Although mortgage interest rates continue remain at historical lows, potential buyers are steering clear of the housing market.
For the week ending January 29, 2016, mortgage applications decreased 2.6 percent from one week earlier, according to the Mortgage Bankers Association's (MBA) Weekly Mortgage Applications Survey.
Matthew Pointon, Property Economist at Capital Economics noted that the low interest rates "might seem counterintuitive given that the Fed hiked interest rates in December. But the flight to safety triggered by the turmoil in the oil and equity markets has pushed down Treasury yields and therefore mortgage rates."
"And although we think rates will increase this year, a strong labour market and easing in lending standards will ensure applications for home purchase see further gains," he said.
According to the MBA, mortgage application volume increased 11 percent from last week on an unadjusted basis. The Refinance Index rose 0.3 percent to its highest level since October 2015. The seasonally adjusted Purchase Index decreased 7 percent, while the unadjusted Purchase Index increased 11 percent and was 17 percent higher than the same week one year ago.
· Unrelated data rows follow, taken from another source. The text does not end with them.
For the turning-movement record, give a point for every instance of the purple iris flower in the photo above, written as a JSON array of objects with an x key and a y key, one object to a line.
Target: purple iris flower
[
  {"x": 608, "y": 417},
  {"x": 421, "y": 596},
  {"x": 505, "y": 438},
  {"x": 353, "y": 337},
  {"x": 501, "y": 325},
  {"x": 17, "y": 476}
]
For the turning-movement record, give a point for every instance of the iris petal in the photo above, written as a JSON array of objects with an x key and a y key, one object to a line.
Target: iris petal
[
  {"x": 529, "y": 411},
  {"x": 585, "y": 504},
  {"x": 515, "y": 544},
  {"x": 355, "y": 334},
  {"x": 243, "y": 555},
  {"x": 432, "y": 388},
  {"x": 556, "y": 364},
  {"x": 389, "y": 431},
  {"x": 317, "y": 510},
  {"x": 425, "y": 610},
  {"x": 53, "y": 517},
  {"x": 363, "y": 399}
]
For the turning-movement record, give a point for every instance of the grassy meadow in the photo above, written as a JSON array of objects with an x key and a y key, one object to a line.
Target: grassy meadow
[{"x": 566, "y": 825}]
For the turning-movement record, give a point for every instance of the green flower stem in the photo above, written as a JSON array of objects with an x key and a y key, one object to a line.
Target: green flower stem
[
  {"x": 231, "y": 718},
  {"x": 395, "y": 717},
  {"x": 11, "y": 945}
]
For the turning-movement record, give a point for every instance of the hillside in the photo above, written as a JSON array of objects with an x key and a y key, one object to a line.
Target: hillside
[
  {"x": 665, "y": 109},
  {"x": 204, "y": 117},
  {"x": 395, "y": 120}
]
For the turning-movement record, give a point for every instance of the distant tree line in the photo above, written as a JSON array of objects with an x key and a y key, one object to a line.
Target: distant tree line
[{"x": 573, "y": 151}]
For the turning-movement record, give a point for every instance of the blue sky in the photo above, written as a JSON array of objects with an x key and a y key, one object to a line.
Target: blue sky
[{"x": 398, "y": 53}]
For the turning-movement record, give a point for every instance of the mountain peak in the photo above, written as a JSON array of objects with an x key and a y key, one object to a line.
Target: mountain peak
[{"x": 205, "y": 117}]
The MBA reported that the refinance share of mortgage activity increased to 59.2 percent of total applications from 59.0 percent the previous week. Meanwhile, adjustable-rate mortgages (ARM) decreased to 5.9 percent of total applications.
The FHA share of total applications increased to 12.9 percent from 12.7 percent the week prior. The VA and USDA share of total applications both remained unchanged at 11.1 percent and 0.7 percent, respectively.
"Admittedly, a lack of homes for sale will act as a constraint on mortgage demand for some time yet," Pointon noted. "Even so, with earnings growth finally set to rise this year, we expect households will be able to cope with a gradual rise in interest rates. Mortgage applications for home purchase will therefore make further gains during 2016."